THE New Dispensation has come up with a number of pieces of legislation meant to support the revival of local industry as well as promote consumption of local products.

At one time Government removed several commodities from the Open General Import Licence in order to protect local industry. What is encouraging is that the private sector is saying it is in full support of the Government’s local content policy.

The Confederation of Zimbabwe Industries (CZI) vice-president Mr Joseph Gunda said recently that Government should see to it that the local content policy which was unveiled last year, is implemented in order to create new jobs, boost local production and save the much-needed foreign currency being spent on imports.

Mr Gunda said it was unfortunate that the country depended on imports of a number of products that required a lot of foreign currency yet local industry has the capacity to produce the substitutes. “There are a number of imported products which are still finding access to the local market at the expense of local products,” said Mr Gunda.

He said Zimbabwe’s industry has the required machinery and expert labour to produce substitutes for most of the imported products. Mr Gunda said countries like India had successfully implemented local content policies hence India is now leading in pharmaceuticals, engineering, automotive and the ICT sectors.

He said implementing the local content policy will encourage companies to come up with innovative ideas knowing that the local market is there and that they can substitute imports.

Mr Gunda said contrary to common perception, local industry had the potential to produce at a much lower cost a number of basic commodities which are being imported.

He said what is obtaining now in the market whereby 60 percent of the products in the retail shops are imported, should not be allowed to continue.

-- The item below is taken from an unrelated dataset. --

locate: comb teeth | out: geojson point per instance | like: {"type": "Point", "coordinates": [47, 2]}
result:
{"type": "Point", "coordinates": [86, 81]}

Mr Gunda said industry was ready to suggest how production can be stimulated and to lead the process of change.

Government and industry are speaking one language so what is the stumbling block? We have said it before that Zimbabwe’s economy cannot grow from retailing imports which is what industry is also saying.

The country has to produce not just for local consumption but even surplus for export so that we earn the much- needed foreign currency. Government and Industry need to engage more and Government on its part must avoid procrastination in implementing the local content policy.

There is an urgent need to produce substitutes for most of the imported products and this is only possible if industry is capacitated in terms of resources for retooling and working capital.

Industry has said it has the capacity not just to produce substitutes for imports but also cheaply which means the prices of the locally produced products will be much cheaper compared to exports. The backbone of any country’s economy is an industry that does not just meet local market demand but produces surplus for exports.

We want to once again implore Government and Industry to engage more often and ensure bottlenecks or shortcomings impeding the speedy implementation of the local content policy are addressed.